# Stocking Salt



## fury165 (Aug 21, 2010)

Now that I have my water changes down pat, I have figured out how many water changes I can get out of each bucket of salt. I've got 4 buckets which will give me ~48 WC... With Xmas sales around the corner, I'm wondering if I should be buying more salt that I won't use for at least another year. 
How do you guys go about managing your salt stocks?


----------



## altcharacter (Jan 10, 2011)

If the salt is going to last you a year why wouldn't you just buy the salt next year when the xmas sales come around again. 

Unless you have alot of space and really want to stock up on salt I guess


----------



## fury165 (Aug 21, 2010)

It is an estimate an doesn't take into consideration any 'emergencies'. I'm thinking that I'd rather buy it on sale and store it rather than running out and having to pay full price as long as it doesn't go bad... Besides, I love deals


----------



## altcharacter (Jan 10, 2011)

You also have to remember that BA's has their midnight madness sales, also SUM has good sales as well.

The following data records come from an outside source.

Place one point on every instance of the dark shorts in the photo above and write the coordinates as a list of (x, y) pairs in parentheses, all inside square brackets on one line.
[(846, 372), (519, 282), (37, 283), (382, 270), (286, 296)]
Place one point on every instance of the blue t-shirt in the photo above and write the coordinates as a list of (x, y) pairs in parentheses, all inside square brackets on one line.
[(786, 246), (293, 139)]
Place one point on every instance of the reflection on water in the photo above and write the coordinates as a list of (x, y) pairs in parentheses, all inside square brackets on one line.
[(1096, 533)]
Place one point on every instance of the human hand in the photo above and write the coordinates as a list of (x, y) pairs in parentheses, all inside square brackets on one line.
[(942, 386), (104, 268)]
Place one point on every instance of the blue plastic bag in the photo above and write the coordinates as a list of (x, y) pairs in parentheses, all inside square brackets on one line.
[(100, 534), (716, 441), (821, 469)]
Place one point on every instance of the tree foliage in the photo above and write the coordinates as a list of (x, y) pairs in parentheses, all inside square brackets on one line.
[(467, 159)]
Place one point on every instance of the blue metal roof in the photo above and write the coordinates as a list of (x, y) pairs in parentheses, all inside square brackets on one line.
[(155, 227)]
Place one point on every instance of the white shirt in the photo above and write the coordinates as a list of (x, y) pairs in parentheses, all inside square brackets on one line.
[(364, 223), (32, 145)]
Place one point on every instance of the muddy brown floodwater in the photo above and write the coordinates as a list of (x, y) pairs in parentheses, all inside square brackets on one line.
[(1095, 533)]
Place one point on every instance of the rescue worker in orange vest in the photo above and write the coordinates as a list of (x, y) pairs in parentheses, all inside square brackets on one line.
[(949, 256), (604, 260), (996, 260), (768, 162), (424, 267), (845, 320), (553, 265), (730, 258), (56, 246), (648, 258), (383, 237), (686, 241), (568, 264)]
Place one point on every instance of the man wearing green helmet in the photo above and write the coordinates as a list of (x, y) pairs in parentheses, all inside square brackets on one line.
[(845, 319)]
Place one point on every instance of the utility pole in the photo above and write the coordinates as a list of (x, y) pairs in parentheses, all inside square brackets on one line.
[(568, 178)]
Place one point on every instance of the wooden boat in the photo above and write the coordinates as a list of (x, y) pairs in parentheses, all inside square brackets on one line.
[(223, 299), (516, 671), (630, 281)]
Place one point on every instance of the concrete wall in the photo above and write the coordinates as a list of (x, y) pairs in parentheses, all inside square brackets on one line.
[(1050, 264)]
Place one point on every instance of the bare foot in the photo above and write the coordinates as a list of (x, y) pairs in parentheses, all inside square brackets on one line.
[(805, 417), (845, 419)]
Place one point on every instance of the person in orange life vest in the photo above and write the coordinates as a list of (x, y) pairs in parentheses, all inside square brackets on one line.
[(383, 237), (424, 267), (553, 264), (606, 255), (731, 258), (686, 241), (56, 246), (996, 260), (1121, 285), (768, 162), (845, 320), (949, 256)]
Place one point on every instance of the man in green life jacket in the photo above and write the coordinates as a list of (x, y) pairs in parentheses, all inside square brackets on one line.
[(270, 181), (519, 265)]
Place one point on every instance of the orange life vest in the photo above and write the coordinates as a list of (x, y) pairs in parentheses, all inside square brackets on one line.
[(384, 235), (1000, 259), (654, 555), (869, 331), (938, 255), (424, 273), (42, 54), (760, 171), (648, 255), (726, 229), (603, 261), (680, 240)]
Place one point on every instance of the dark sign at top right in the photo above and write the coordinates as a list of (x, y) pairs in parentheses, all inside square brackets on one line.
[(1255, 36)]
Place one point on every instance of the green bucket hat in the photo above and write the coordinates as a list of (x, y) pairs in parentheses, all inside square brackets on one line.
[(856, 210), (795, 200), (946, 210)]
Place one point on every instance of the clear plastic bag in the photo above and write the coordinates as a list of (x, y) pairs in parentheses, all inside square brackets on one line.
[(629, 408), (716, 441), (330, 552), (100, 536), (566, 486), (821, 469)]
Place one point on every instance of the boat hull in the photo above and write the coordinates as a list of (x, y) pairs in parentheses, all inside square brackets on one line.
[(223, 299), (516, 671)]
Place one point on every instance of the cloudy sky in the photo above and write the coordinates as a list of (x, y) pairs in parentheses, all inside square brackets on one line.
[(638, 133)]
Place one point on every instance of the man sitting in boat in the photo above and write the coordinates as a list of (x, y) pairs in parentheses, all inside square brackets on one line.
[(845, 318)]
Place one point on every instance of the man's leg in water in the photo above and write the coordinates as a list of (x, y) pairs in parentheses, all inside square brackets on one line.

If you want to play it safe, buy a bucket or two at a good price.


----------



## vaporize (Apr 10, 2006)

Just one thing to remember, as long as moisture does not get into the salt (and hardens it), you can store as long as you want.


----------



## fury165 (Aug 21, 2010)

vaporize said:


> Just one thing to remember, as long as moisture does not get into the salt (and hardens it), you can store as long as you want.

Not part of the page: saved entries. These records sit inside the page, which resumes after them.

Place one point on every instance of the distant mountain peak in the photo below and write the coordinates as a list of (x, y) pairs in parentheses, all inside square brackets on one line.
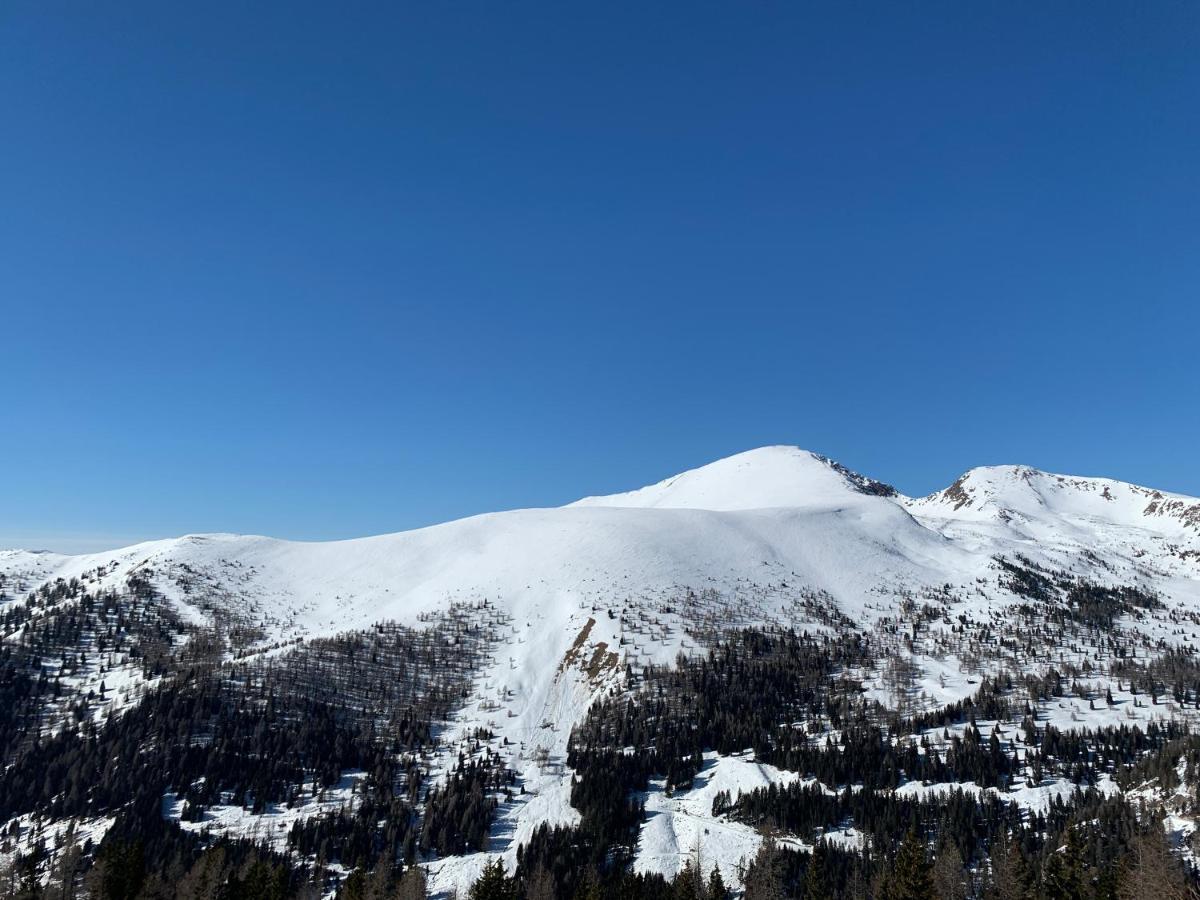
[(768, 477)]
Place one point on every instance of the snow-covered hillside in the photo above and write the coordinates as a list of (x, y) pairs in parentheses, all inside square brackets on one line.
[(582, 594)]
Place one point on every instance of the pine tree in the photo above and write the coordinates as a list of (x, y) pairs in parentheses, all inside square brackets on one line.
[(912, 875), (763, 879), (717, 889), (816, 879), (493, 883), (412, 885)]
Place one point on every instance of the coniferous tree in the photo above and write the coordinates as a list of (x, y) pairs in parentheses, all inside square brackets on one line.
[(912, 874), (717, 889), (493, 883)]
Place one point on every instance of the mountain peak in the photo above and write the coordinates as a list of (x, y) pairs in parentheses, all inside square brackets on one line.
[(1023, 492), (767, 477)]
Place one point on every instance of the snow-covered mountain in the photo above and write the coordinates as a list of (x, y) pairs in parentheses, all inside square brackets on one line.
[(585, 594)]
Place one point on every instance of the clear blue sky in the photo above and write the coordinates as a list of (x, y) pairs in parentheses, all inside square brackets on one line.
[(336, 269)]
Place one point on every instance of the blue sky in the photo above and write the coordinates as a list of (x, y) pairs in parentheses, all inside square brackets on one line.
[(327, 270)]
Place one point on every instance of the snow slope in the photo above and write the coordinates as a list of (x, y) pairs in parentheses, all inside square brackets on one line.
[(760, 537)]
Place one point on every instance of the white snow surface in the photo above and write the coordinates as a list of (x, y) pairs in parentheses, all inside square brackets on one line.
[(760, 531)]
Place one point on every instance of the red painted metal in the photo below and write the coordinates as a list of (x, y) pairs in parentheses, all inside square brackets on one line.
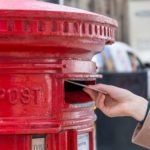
[(41, 46)]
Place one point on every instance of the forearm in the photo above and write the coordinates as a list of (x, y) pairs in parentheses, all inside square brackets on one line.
[(138, 107)]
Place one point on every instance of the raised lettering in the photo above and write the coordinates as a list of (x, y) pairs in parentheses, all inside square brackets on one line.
[(2, 93), (25, 96), (36, 92), (13, 95)]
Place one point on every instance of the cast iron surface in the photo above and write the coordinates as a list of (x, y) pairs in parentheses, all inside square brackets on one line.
[(52, 30)]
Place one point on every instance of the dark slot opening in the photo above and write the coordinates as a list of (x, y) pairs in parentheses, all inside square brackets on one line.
[(75, 94)]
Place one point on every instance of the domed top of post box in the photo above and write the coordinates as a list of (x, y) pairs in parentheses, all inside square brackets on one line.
[(59, 30)]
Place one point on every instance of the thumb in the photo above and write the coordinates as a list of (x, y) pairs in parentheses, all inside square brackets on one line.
[(90, 92)]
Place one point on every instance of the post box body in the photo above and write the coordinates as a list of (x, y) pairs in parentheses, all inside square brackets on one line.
[(42, 45)]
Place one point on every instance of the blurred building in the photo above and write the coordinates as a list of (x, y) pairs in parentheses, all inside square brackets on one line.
[(133, 17)]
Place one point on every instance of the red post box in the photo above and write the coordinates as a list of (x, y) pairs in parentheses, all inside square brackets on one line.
[(41, 46)]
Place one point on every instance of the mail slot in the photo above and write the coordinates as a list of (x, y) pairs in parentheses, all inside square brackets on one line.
[(43, 45)]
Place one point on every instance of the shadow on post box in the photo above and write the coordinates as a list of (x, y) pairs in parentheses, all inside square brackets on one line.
[(116, 133)]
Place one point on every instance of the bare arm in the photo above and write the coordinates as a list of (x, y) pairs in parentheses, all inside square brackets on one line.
[(118, 102)]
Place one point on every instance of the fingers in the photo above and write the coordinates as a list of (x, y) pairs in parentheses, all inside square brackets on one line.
[(92, 93), (100, 101)]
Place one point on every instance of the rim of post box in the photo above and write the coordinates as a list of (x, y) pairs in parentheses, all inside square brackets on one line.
[(37, 24)]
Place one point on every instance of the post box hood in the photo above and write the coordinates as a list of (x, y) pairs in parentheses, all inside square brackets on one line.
[(68, 32)]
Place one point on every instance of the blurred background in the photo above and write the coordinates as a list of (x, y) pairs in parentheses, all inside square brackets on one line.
[(133, 17), (125, 64)]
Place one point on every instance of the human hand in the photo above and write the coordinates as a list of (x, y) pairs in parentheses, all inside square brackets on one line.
[(118, 102)]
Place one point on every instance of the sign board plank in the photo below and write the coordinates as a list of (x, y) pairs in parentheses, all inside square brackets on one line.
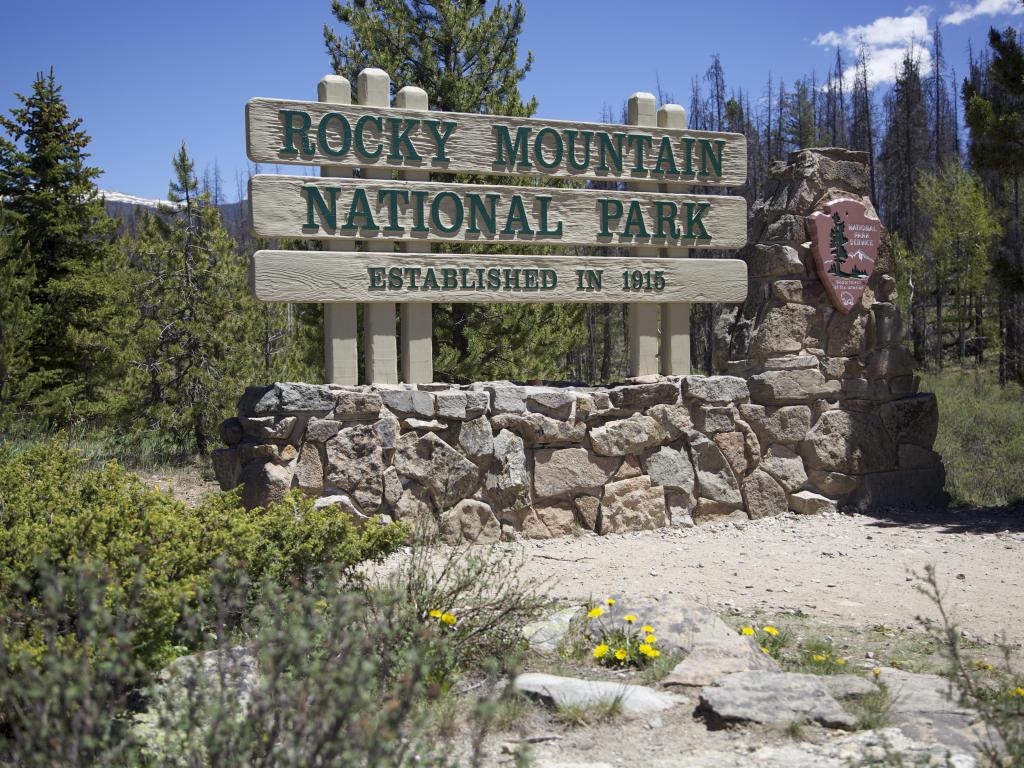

Cool, I take it that if unopened I should be good.


----------



## explor3r (Mar 14, 2010)

I always get few buckets everytime it goes on sale, its all about the deal
Why pay more


----------



## 50seven (Feb 14, 2010)

Nice thing about the big boxes (200 gal) is that they have 4 separately sealed bags inside so it stores better without getting hard.


----------



## fury165 (Aug 21, 2010)

50seven said:


> Nice thing about the big boxes (200 gal) is that they have 4 separately sealed bags inside so it stores better without getting hard.


Didn't realize that, thanks for the tip Kev!


----------